Sejarah Hukum Hak Cipta

Kalau kita lihat dalam berbagai literatur fiqih klasik, rasanya sulit bagi kita untuk menemukannya.

Barangkali karena ‘urf di masa lalu belum lagi mengenal kekayaan dalam bentuk itu.

1. Tidak Dikenal Dalam Literatur Fiqih Klasik

Saat itu para ulama dan ilmuwan berkarya dengan tujuan satu, yaitu mencari ridha Allah SWT semata tanpa embel-embel untuk mendapatkan harta kekayaan.

Di masa itu, semakin banyak orang mengambil manfaat atas karyanya, semakin berbahagia-lah dia, karena dia melihat karyanya itu berguna buat orang lain. Dan semua itu selain mendatangkan pahala buat pembuatnya, juga ada rasa kepuasan tersendiri dari segi psikologisnya.

Apa yang mereka lakukan atas karya-karya itu jauh dari motivasi materi atau uang. Sedangkan untuk penghasilan, para ulama dan ilmuwan bekerja memeras keringat. Ada yang jadi pedagang, petani, penjahit dan seterusnya. Mereka tidak menjadikan karya mereka sebagai tambang uang.

Karena itu kita tidak pernah mendengar bahwa AlImam Asy-Syafi’i, Al-Imam Malik, Al-Imam Ahmad bin Hanbal atau pun Al-Imam Al-Bukhari dan Al-Imam Muslim menuntut seseorang karena dianggap menjiplak hasil keringat mereka. Bila ada orang yang menyalin kitab shahihnya, maka beliau malah berbahagia.

2. Hak Cipta Lahir di Barat

Hak cipta atau copy right baru ramai dibicarakan orang setelah peradaban manusia memasuki era revolusi industri, wabil khusus ketika ditemukannya mesin cetak.

Meski ribuan jilid buku sudah ditulis ribuan tahun sebelumnya, namun di masa lalu buku-buku itu disalin secara manual oleh banyak orang, namun kita tidak pernah menemukan tuntutan dari penulis buku kepada para penyalin dan pembacanya.

Sekedar diketahui, bahwa sebelum era penemuan mesin cetak, proses untuk membuat salinan dari sebuah karya tulisan memerlukan tenaga dan biaya yang hampir sama dengan proses pembuatan karya aslinya. Karena itu jual-beli salinan buku di masa itu tidak termasuk bisnis yang menggiurkan.

Dahulu di negeri muslim dikenal ada profesi yang disebut warraq.
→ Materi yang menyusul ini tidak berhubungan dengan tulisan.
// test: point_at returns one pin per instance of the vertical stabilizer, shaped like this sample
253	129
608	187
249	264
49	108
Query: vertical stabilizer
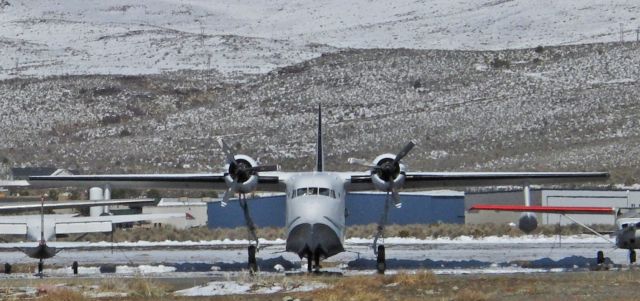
320	159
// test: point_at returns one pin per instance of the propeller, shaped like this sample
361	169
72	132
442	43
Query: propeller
387	169
239	170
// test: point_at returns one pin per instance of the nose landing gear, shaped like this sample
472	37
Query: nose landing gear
381	263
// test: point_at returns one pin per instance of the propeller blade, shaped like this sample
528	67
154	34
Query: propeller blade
227	151
396	199
405	150
225	197
261	168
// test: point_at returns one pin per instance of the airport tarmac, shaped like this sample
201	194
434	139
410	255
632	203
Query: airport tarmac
442	256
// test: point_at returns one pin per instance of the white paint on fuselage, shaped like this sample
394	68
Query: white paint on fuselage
316	209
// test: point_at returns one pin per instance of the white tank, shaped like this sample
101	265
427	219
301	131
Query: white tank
96	194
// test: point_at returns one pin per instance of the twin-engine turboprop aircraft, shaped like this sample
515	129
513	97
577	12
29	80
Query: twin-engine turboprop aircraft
44	227
627	221
315	200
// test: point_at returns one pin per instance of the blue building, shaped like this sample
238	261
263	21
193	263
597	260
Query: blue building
362	208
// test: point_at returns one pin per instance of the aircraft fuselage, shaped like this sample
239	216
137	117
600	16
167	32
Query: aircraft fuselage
628	234
315	214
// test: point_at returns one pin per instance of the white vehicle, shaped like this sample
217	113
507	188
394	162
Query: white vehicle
44	227
315	200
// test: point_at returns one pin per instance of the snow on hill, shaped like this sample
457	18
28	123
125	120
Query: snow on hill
41	37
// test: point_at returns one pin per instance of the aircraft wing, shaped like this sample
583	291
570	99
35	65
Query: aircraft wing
464	179
88	224
545	209
16	183
212	181
74	204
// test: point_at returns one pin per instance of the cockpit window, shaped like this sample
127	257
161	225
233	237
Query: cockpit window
325	191
313	191
301	191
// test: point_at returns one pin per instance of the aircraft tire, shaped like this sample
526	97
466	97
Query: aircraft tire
381	262
74	267
253	264
600	257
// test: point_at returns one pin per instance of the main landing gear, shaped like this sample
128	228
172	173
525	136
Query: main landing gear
313	262
41	268
74	267
381	263
253	263
253	249
599	258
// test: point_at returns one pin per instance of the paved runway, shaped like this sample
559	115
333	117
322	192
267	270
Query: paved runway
441	257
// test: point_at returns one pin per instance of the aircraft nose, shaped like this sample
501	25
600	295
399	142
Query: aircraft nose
305	239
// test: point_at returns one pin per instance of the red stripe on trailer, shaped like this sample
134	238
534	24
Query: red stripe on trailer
545	209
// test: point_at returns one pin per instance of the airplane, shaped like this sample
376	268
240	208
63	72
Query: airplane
627	222
315	200
44	227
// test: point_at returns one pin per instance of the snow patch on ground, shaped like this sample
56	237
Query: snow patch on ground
231	287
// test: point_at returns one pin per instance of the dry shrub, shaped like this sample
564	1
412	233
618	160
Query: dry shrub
354	288
112	284
470	295
62	294
147	287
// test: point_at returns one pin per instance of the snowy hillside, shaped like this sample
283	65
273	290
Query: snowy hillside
42	37
548	108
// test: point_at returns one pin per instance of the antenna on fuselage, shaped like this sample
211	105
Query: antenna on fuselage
320	158
42	218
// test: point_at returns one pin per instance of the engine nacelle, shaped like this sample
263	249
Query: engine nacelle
238	176
388	177
528	222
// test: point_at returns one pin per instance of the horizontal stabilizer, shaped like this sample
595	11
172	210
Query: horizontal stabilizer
13	229
544	209
83	227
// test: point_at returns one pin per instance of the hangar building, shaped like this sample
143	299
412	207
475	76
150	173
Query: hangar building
550	197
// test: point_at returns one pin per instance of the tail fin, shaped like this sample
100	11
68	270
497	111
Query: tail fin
320	159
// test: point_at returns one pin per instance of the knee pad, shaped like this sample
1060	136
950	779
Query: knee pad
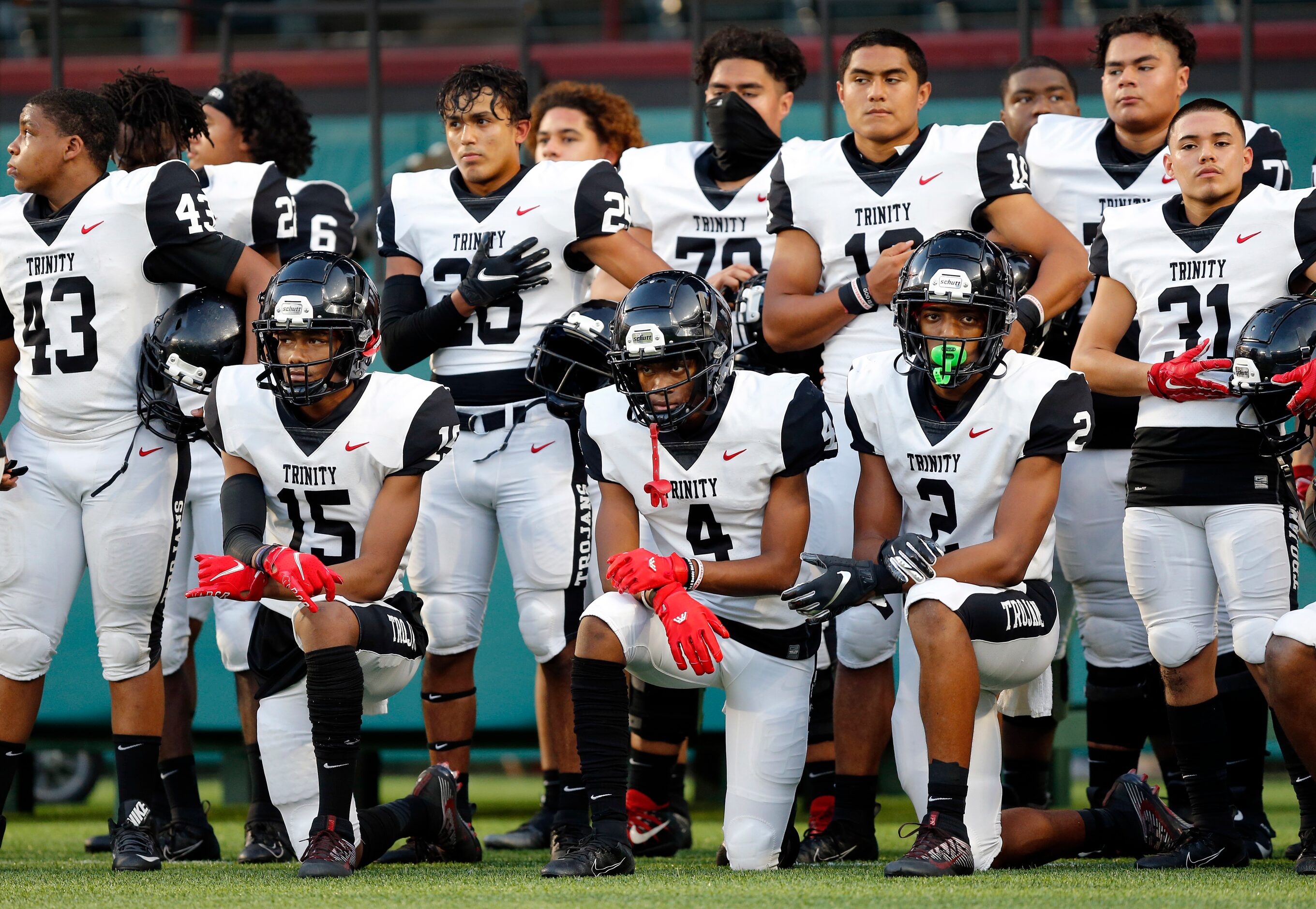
124	655
752	844
26	654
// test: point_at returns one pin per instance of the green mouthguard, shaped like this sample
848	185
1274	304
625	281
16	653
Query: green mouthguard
947	359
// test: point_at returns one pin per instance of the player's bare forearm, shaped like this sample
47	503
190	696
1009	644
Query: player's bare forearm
1062	274
786	523
1022	519
622	256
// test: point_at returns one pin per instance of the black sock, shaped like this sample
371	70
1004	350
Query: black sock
552	792
854	799
603	737
1298	775
178	775
651	774
136	766
256	774
11	754
1245	751
335	692
1199	734
948	791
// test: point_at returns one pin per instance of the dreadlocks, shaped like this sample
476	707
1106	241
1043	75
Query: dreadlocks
157	119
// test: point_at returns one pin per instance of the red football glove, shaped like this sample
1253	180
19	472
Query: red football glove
228	579
691	629
1180	380
302	574
639	571
1303	404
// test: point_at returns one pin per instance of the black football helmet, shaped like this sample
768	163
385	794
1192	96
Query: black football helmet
1278	338
191	342
966	269
317	291
669	315
752	351
571	357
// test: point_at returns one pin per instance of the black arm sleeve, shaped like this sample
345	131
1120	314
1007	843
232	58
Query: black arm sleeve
242	506
411	330
808	434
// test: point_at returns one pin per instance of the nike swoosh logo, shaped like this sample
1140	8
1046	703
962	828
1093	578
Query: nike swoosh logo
640	838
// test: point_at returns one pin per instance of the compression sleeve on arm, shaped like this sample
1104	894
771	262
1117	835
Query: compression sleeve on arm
242	506
411	330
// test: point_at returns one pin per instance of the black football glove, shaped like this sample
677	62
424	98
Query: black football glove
911	558
495	277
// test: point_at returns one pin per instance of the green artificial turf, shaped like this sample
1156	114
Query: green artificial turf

Warraq (وراق) merupakan  kata dalam bahasa Arab yang artinya stasioner atau pembuat kertas, termasuk penulis, penerbit, printer,  pencatat dan ‘mesin’ manual untuk memperbanyak buku.

Hanya saja produksinya sangat terbatas, karena semua cuma ditulis dengan tangan, tidak bisa digandakan dalam jumlah besar dan memerlukan waktu yang amat lama.

Pada tahun 1440 Johannes Gutenberg dari kota Mainz, Jerman menciptakan mesin cetak generasi pertama. Mesin ini kemudian terus disempurnakan, sehingga dapat dapat memproduksi buku secara massal dan dalam waktu singkat.